Nach Platz sechs 1996 in Atlanta und Rang sieben 2000 in Sydney erfüllte sie sich 2004 den größten Traum einer Sportlerin. Sensationell holte die Berlinerin die Goldmedaille. Es war etwas ganz Besonderes für sie, aber fast schon Alltägliches für die Familie. Sollte ein Wissenschaftler mal auf die Idee kommen, auf die Suche nach einem speziellen Hockey-Gen zu gehen, dann kommt er jedenfalls nicht darum herum, sich intensiv in die Geschichte der Familie Keller zu vergraben.

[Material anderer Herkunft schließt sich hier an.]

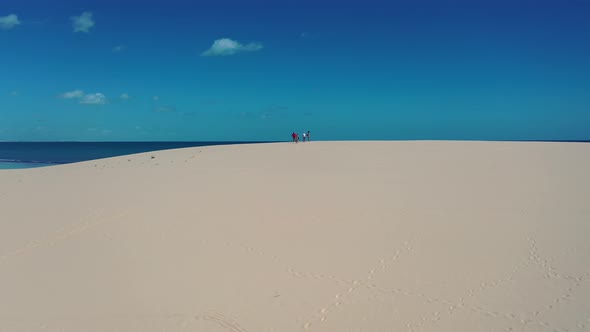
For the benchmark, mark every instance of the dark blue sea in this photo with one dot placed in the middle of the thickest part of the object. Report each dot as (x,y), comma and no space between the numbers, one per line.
(36,154)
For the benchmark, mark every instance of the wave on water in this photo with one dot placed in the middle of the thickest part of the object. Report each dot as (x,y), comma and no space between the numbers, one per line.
(32,161)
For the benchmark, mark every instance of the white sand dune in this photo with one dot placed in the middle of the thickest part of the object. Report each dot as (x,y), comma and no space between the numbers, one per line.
(320,236)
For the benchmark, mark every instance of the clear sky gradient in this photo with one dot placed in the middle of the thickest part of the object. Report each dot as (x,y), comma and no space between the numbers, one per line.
(174,70)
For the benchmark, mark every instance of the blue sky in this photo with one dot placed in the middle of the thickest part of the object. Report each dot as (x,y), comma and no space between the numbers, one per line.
(258,70)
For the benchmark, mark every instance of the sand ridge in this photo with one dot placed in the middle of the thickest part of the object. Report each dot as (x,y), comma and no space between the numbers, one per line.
(319,236)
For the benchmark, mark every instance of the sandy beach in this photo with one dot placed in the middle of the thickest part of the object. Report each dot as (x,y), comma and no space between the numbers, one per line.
(316,236)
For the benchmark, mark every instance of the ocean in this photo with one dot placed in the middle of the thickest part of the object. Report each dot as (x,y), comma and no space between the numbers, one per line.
(15,155)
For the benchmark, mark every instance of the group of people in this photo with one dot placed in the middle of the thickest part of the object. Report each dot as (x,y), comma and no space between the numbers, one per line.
(306,136)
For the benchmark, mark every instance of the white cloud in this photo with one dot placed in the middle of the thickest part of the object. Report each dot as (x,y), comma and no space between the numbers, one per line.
(119,48)
(73,94)
(94,98)
(82,23)
(165,109)
(9,22)
(226,46)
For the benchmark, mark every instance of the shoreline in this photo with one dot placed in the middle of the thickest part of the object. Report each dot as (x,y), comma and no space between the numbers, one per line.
(318,236)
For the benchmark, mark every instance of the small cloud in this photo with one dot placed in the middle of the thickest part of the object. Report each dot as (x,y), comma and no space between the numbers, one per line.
(9,22)
(119,48)
(163,109)
(73,94)
(226,46)
(94,99)
(82,23)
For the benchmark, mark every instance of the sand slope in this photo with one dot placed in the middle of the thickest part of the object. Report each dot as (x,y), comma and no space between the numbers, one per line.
(321,236)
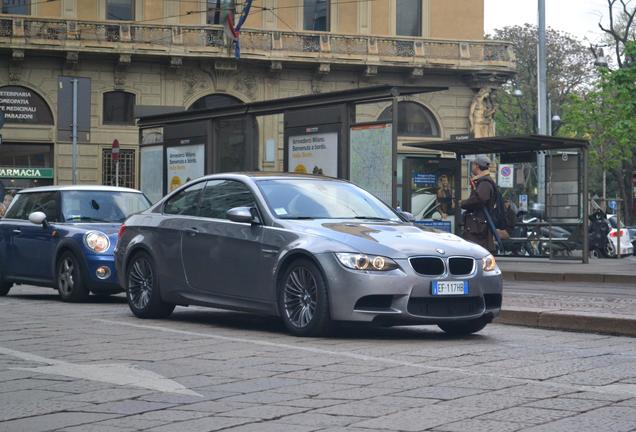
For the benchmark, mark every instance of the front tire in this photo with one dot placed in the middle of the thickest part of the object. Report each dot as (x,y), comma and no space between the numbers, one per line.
(142,289)
(5,287)
(464,328)
(303,301)
(70,281)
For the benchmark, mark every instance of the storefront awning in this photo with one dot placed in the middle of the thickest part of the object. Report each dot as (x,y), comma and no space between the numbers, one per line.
(510,144)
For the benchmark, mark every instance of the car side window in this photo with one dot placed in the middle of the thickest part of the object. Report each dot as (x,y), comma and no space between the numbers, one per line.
(185,202)
(219,196)
(26,204)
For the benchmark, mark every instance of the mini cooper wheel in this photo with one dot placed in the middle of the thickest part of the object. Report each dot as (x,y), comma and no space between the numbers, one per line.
(142,289)
(302,300)
(70,281)
(464,328)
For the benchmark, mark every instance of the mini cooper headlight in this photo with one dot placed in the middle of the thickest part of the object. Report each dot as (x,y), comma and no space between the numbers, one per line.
(366,262)
(96,241)
(489,263)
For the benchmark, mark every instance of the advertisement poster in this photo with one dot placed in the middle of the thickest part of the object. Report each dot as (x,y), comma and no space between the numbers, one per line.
(314,154)
(505,177)
(184,163)
(523,203)
(151,176)
(371,159)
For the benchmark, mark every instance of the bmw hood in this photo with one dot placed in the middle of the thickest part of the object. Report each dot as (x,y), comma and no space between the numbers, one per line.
(392,239)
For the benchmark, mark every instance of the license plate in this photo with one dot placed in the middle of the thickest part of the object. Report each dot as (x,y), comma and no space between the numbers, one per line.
(450,287)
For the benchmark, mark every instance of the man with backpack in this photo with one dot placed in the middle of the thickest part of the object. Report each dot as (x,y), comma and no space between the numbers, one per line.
(484,207)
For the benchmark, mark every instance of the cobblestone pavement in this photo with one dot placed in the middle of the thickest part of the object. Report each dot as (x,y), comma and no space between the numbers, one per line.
(573,297)
(94,367)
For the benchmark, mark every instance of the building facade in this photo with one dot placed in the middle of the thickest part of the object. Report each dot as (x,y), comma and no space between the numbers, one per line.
(136,57)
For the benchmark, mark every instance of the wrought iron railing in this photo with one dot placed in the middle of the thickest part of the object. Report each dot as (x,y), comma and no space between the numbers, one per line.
(192,40)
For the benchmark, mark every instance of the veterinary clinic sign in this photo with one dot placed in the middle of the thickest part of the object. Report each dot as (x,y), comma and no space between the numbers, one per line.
(28,173)
(23,105)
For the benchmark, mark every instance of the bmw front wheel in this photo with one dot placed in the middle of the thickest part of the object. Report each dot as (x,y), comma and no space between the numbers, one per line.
(303,301)
(142,289)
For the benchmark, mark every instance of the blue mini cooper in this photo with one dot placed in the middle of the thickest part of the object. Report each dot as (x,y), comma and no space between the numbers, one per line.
(64,237)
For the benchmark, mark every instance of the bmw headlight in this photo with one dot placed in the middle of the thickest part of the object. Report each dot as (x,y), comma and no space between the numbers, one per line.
(366,262)
(489,263)
(96,241)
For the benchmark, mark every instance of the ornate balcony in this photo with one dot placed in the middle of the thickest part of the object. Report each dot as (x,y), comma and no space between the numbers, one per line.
(27,33)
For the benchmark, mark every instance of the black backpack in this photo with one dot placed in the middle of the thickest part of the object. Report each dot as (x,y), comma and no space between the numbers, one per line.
(498,213)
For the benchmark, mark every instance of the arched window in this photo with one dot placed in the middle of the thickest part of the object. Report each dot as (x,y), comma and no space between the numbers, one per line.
(119,108)
(413,120)
(216,100)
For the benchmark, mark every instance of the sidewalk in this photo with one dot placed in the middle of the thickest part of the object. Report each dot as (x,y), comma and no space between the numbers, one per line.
(577,306)
(621,271)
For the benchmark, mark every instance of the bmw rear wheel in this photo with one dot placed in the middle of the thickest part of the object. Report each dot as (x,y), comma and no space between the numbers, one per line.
(142,289)
(70,281)
(303,301)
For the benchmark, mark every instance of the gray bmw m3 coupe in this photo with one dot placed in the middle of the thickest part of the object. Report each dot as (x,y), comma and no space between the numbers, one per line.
(311,250)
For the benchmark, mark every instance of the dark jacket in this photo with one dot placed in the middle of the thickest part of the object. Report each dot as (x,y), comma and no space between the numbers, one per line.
(476,227)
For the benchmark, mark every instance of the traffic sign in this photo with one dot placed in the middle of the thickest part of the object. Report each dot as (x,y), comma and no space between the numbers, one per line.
(115,151)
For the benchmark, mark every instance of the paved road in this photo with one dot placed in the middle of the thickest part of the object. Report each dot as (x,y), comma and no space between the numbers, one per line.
(93,367)
(574,297)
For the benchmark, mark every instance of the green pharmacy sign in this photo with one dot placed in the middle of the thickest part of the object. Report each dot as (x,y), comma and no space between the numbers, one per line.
(28,173)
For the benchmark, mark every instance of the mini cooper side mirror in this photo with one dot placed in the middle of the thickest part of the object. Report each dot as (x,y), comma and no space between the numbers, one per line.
(38,218)
(242,215)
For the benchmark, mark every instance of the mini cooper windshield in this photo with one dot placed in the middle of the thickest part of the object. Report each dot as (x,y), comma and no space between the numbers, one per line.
(101,206)
(322,199)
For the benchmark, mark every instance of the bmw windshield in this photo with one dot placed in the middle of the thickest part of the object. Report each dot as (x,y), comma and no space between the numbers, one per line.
(322,199)
(101,206)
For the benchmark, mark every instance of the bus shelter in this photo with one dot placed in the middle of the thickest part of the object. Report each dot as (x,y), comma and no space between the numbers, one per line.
(543,178)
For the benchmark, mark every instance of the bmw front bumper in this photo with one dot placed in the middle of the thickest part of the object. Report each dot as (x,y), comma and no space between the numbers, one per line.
(403,296)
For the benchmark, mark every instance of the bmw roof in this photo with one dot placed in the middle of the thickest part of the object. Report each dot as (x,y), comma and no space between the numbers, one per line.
(95,188)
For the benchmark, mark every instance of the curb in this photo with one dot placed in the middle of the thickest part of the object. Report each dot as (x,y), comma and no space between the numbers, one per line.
(621,325)
(568,277)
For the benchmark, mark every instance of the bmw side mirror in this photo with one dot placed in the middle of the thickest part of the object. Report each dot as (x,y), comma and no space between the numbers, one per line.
(38,218)
(408,216)
(242,215)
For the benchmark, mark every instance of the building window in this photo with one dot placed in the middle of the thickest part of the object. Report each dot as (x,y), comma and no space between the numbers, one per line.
(409,18)
(316,15)
(126,168)
(16,7)
(214,11)
(119,107)
(120,10)
(413,120)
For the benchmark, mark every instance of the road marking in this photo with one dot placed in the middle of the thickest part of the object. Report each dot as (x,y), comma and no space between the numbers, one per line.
(622,390)
(113,373)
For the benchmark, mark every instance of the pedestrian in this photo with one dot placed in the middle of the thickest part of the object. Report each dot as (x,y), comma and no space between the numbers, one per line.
(482,196)
(4,205)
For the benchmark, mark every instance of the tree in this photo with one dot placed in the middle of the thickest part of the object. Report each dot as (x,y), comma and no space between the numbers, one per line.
(570,70)
(606,115)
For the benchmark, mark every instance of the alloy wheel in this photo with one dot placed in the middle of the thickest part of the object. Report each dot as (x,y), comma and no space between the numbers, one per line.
(300,297)
(140,282)
(65,278)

„Ich weiß nicht, ob es so ein Gen gibt“, sagt Natascha, „aber uns ist schon als Kindern der Spaß am Hockey vermittelt worden. Wir sind immer mit zum Platz gegangen, wenn der Papa gespielt hat.“ Opa Erwin war der erste Keller, der 1936 bei den Olympischen Spielen in Berlin als Silbermedaillengewinner ein Kapitel Hockey-Geschichte schrieb. Es sollte ein umfangreiches Werk werden. 1972 stieg Carsten Keller, der Sohn von Erwin und der Vater von Natascha, noch eine Stufe höher auf dem olympischen Podest. Und drei Kinder von Carsten Keller folgten als Olympiasieger: 1992 Andreas, 2004 Natascha und 2008 Florian.
Der Vater und die Brüder drücken in Mönchengladbach der Tochter und Schwester die Daumen, schließlich soll die Erfolgsgeschichte der Kellers auch in London weiter gehen. Natascha hat zwar keine Angst, bei der Heim-EM einen Absturz zu erleben wie Rekordnationalspielerin Birgit Prinz bei der Fußball-WM, doch eines soll ihr nicht passieren: „Es soll nicht heißen, wie kriegen wir die Alte vom Platz.“ Aber noch sind alle froh, dass die Alte für große Gefahr im gegnerischen Strafraum sorgt. Am besten auch heute gegen Belgien.